O consumo de energia elétrica recuou 3% em fevereiro, em relação ao período homólogo, devido “às temperaturas acima do normal para a época“, segundo dados da REN — Redes Energéticas Nacionais.

Esta evolução é o “contrário do que se tinha verificado no mesmo mês do ano anterior”, sendo que “com correção dos efeitos de temperatura e número de dias úteis registou-se, ainda assim, uma contração de 1,2%”, de acordo com a REN.

Os mesmos dados apontam para níveis de precipitação “abaixo dos valores médios, com o índice de produtibilidade hidroelétrica a não ultrapassar os 0,57 (média histórica igual a 1)”, de acordo com a REN.

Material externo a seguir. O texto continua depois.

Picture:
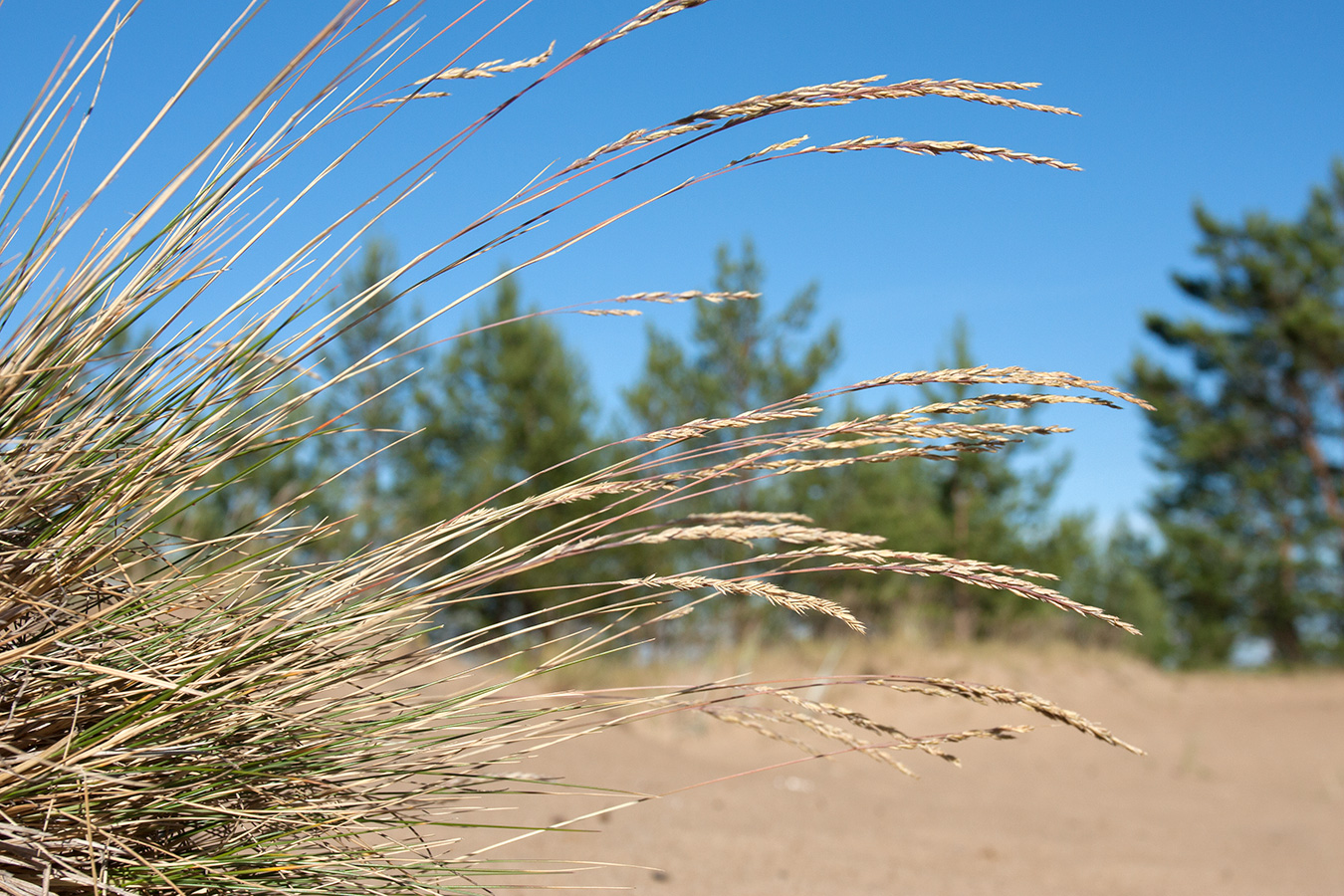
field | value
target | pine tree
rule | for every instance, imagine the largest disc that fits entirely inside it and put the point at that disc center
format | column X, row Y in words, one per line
column 741, row 357
column 500, row 415
column 1250, row 442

No caso da produção eólica “as condições, globalmente, foram também muito negativas, com um índice de 0,72 (média histórica igual a 1)”, ainda que tenham sido registados novos máximos históricos no dia 01 de fevereiro. Aliás, estes são os valores mais baixos para fevereiro dos registos da REN, desde 2001.

No mês em análise, “a produção renovável abasteceu 48% do consumo nacional, a produção não renovável 36%, enquanto os restantes 17% foram abastecidos com recurso a energia importada”, revela a REN.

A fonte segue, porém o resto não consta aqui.